Lição 2: Importância do discipulado.

       
O discipulado é uma ordenação do Senhor Jesus: “Ide e fazei discípulos”. Entretanto, alguns questionam o que seria discipulado. De acordo com Bonhoeffer: “quando as Escrituras Sagradas falam do discipulado de Jesus, proclamam a libertação do ser humano de todos os preceitos humanos, de tudo quanto oprime, sobrecarrega, provoca preocupações e tormentos à consciência”. John Stott possui um livro que se chama “discípulo radical”. Em primeiro lugar, por que “discípulo”? Para muitos, descobrir que, no Novo Testamento, os seguidores de Jesus Cristo são chamados de “cristãos” apenas três vezes, é uma grande surpresa.
Depois, o apóstolo Pedro, cuja primeira carta foi escrita em um contexto de perseguição crescente, achou necessário fazer distinção entre aqueles que sofriam “como criminosos” e aqueles que sofriam “como cristãos” (I Pedro 4.15-16), isto é, por pertencerem a Cristo. Ambas as palavras (cristão e discípulo) implicam relacionamento com Jesus. Porém, “discípulo” talvez seja mais forte, pois inevitavelmente implica relacionamento entre aluno e professor. Durante os três anos de ministério público, os doze foram discípulos antes de serem apóstolos e, como discípulos, estavam sob a instrução de seu Mestre e Senhor.
A palavra “radical” é derivada do latim radix, raiz. Originalmente, parece ter sido utilizada como rótulo político para pessoas como William Cobett, político do século 19, e seus pontos de vista extremos, liberais e reformistas. Assim, vem daí o uso geral para se referir àqueles cujas opiniões vão às raízes e que são extremos em seu compromisso. A primeira característica que quero considerar sobre o discípulo radical é o “inconformismo”.

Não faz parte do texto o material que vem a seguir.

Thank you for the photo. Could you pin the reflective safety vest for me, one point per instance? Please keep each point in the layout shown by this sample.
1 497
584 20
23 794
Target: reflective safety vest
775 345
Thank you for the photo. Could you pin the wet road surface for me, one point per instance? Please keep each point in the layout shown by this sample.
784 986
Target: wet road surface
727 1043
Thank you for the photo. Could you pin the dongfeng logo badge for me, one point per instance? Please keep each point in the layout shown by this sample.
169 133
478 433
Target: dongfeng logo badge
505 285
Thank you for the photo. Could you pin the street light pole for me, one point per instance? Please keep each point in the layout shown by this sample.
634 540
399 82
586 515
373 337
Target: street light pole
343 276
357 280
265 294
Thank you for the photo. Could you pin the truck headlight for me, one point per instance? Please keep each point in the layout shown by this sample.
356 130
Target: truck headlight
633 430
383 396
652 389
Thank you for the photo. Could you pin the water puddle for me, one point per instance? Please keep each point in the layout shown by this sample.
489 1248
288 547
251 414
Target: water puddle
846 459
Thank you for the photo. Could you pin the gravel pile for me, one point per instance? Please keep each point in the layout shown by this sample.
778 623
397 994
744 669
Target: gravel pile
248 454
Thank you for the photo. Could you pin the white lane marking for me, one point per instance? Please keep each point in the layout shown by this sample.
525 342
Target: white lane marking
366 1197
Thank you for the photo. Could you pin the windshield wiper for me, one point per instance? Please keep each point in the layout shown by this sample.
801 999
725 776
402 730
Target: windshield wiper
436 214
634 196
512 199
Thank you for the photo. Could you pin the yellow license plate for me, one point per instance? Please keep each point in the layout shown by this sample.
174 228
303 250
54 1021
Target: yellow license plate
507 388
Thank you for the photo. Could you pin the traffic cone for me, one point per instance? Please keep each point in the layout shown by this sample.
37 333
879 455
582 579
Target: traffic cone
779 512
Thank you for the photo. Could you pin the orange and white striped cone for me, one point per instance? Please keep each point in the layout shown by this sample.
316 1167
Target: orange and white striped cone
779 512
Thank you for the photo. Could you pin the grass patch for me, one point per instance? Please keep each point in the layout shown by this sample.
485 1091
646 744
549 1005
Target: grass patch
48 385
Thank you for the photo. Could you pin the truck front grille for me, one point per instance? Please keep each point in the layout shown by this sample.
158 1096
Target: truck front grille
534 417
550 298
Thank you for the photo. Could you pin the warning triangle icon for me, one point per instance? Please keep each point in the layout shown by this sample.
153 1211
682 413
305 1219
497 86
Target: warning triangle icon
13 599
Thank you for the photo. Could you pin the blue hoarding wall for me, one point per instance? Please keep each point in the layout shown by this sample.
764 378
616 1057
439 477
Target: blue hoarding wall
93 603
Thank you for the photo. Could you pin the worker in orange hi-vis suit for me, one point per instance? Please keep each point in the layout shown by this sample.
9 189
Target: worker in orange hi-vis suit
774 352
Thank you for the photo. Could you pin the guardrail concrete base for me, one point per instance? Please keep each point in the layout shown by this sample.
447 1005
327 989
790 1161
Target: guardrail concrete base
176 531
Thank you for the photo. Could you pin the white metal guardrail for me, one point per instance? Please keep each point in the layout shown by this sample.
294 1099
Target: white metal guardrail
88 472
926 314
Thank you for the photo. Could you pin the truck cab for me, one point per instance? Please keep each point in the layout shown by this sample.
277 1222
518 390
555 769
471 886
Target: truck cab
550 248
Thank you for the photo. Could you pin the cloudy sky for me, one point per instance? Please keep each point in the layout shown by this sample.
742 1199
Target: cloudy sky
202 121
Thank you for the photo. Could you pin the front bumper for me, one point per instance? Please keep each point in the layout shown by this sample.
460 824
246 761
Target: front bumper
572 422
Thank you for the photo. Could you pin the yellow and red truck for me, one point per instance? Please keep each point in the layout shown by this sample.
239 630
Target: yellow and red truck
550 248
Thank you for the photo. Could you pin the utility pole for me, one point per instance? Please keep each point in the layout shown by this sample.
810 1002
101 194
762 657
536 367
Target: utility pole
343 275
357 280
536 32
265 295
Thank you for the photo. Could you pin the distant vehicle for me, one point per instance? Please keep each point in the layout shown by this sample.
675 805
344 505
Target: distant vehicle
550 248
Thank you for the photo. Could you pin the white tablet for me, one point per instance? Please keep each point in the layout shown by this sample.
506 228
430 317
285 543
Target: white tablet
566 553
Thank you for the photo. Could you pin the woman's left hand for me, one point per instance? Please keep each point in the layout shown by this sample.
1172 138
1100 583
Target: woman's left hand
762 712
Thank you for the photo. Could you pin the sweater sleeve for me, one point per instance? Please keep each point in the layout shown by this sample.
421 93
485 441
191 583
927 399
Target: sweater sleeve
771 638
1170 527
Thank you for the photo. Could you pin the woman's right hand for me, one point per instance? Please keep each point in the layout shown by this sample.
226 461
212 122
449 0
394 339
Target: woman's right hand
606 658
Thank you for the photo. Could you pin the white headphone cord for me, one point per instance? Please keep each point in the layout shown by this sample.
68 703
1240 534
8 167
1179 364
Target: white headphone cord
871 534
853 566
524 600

Deus manifestou sua vontade soberana por intermédio da encarnação de Jesus Cristo, revelando o próprio Deus e o verdadeiro ser humano, ou seja, na encarnação, Deus entra na realidade humana, física, temporal. Sendo o discípulo um seguidor, imitador, aquele que tem um compromisso incondicional com Cristo, busca no seu viver descobrir a totalidade (plenitude) da realidade do mundo a partir da realidade divina.
Assim, não se pode ser autenticamente discípulo de Cristo fora da realidade do mundo. Somente em Cristo o verdadeiro relacionamento pode ser estabelecido: em sua encarnação, Deus entra na realidade humana; em sua crucificação, o julgamento divino se estende sobre toda a realidade humana; em sua ressurreição, Deus manifesta a sua disposição de criar uma nova realidade.

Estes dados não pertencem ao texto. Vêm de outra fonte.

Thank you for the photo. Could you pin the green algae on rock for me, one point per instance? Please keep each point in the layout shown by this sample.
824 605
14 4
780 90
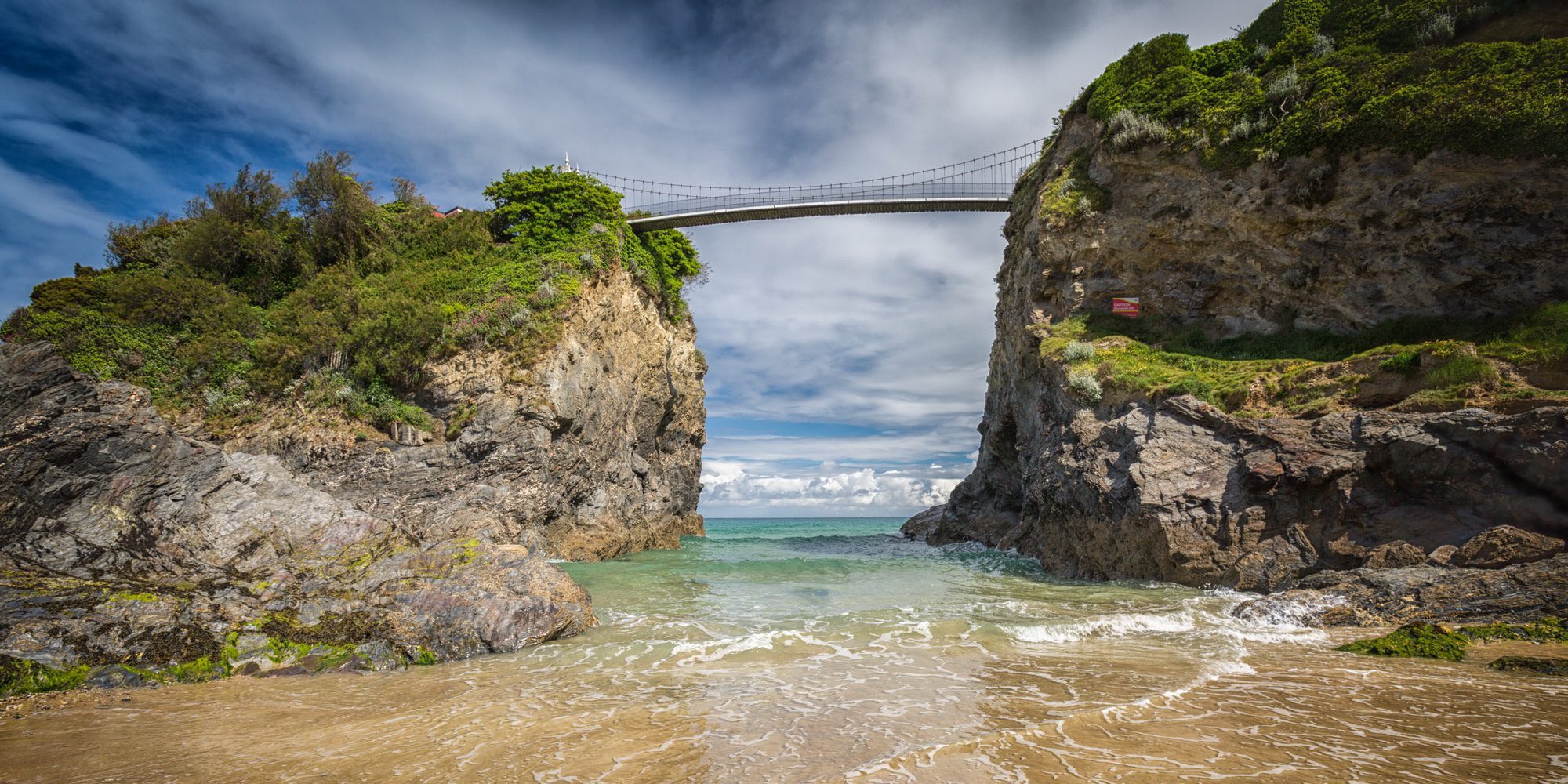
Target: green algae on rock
1437 642
1531 664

O discípulo de Cristo na atualidade é alguém que vive uma liberdade plenamente adulta, como um serviço real, especialmente em relação aos mais fracos e marginalizados; alguém que vive uma intensa, profunda e única experiência de Deus; alguém que se entrega pelos outros até as últimas consequências. Para ser realmente humano, segundo a fé cristã, o homem deverá seguir o caminho percorrido por Jesus Cristo, vivendo a existência da “nova criatura”. O homem verdadeiro – e o Deus verdadeiro – é revelado na vida, morte e ressurreição de Jesus Cristo.

Leitura em casa: I Pedro 4.15-16.

Atividade para trazer no próximo encontro: Descreva o significado e a importância do batismo.